Bug #92955 NDB cluster crashed during DROP DATABASE operation
Submitted: 26 Oct 2018 7:42 Modified: 6 Nov 2018 14:12
Reporter: Eduardo Ortega Email Updates:
Status: Closed Impact on me:
None 
Category:MySQL Cluster: Cluster (NDB) storage engine Severity:S2 (Serious)
Version:7.6.7 OS:CentOS (7.5.1804)
Assigned to: CPU Architecture:x86 (Intel(R) Xeon(R) CPU E5-2620 v4 @ 2.10GHz)
Tags: crash, ndb

[26 Oct 2018 7:42] Eduardo Ortega
Description:
We have a 48 data nodes cluster, with a few SQL nodes. One of the SQL nodes replicates from an upstream InnoDB-based chain, into the NDB cluster.

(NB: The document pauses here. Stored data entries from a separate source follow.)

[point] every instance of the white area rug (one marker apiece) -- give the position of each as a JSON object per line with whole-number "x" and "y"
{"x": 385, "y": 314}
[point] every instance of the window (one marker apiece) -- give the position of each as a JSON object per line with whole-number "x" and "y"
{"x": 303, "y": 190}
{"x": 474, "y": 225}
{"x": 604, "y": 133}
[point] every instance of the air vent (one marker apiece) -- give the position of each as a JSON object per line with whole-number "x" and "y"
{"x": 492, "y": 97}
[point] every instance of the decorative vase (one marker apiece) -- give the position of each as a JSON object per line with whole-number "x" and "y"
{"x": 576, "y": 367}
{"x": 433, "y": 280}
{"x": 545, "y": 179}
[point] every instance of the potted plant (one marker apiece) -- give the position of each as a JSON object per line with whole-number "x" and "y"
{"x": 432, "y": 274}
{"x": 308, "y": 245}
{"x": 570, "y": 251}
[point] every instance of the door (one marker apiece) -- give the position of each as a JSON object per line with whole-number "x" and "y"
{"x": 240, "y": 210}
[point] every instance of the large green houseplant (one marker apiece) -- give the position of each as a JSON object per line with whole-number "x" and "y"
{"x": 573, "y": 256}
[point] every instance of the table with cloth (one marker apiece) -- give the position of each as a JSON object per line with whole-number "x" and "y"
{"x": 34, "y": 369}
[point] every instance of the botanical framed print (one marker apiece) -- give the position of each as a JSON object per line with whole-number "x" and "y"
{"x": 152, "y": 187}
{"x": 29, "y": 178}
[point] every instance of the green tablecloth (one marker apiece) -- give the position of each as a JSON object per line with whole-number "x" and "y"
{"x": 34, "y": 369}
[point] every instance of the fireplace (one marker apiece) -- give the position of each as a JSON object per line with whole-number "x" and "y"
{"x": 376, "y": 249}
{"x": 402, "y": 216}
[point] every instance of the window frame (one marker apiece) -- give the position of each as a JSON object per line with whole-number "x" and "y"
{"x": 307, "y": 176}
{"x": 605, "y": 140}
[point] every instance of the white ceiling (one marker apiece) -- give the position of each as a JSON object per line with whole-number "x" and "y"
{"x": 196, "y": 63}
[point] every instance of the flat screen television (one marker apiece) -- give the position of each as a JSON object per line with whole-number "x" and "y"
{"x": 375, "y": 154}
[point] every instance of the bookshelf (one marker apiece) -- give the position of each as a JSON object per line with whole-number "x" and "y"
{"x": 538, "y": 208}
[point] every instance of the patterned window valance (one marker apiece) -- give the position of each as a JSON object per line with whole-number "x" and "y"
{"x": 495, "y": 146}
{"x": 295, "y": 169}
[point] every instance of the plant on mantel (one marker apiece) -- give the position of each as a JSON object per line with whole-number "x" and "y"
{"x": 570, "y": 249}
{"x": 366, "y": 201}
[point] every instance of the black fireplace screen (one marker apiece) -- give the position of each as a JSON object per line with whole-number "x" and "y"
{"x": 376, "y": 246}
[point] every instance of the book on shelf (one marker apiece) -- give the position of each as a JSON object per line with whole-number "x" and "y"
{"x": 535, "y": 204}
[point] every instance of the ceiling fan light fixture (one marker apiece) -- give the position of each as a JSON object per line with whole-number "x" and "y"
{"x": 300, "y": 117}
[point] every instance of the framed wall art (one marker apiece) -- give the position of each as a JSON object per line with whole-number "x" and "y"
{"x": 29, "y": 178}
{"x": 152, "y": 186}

We were in the process of dropping the database, when the cluster segfaulted (extract of the logs below, full error report attached):
...
2018-10-26 09:01:04 [ndbd] INFO     -- DROP_TAB_REQ: tab: 357, tabLcpStatus: 3
2018-10-26 09:01:04 [ndbd] INFO     -- DROP_TAB_REQ: tab: 356, tabLcpStatus set to 3
2018-10-26 09:01:04 [ndbd] INFO     -- timerHandlingLab, expected 10ms sleep, not scheduled for: 165 (ms)
2018-10-26 09:01:04 [ndbd] INFO     -- timerHandlingLab, expected 10ms sleep, not scheduled for: 166 (ms)
NDBFS/AsyncFile: Allocating 310392 for In/Deflate buffer
2018-10-26 09:01:04 [ndbd] INFO     -- timerHandlingLab, expected 10ms sleep, not scheduled for: 200 (ms)
2018-10-26 09:01:05 [ndbd] INFO     -- timerHandlingLab, expected 10ms sleep, not scheduled for: 172 (ms)
NDBFS/AsyncFile: Allocating 310392 for In/Deflate buffer
NDBFS/AsyncFile: Allocating 310392 for In/Deflate buffer
NDBFS/AsyncFile: Allocating 310392 for In/Deflate buffer
NDBFS/AsyncFile: Allocating 310392 for In/Deflate buffer
2018-10-26 09:01:05 [ndbd] INFO     -- Received signal 11. Running error handler.
2018-10-26 09:01:05 [ndbd] WARNING  -- Ndb kernel thread 11 is stuck in: JobHandling in block: 247, gsn: 353 elapsed=100
2018-10-26 09:01:05 [ndbd] INFO     -- Watchdog: User time: 71835849  System time: 18438457
...

At the time of the crash, the SQL replication thread on the SQL node was stopped.

How to repeat:
Cluster is still restarting, so we have been unable to test whether the behavior is repeatable. That being said, this feels like a bad enough bug to be reported right away.
[26 Oct 2018 12:55] Eduardo Ortega
The issue has been reproduced, but only when dropping this particular database. We created others and then dropped them, and that worked without issue.
[29 Oct 2018 14:00] Eduardo Ortega
This is how the back trace looks from gdb at the time of crash:

(gdb) c
Continuing.

Program received signal SIGSEGV, Segmentation fault.
[Switching to Thread 0x7f4f937fa700 (LWP 1045)]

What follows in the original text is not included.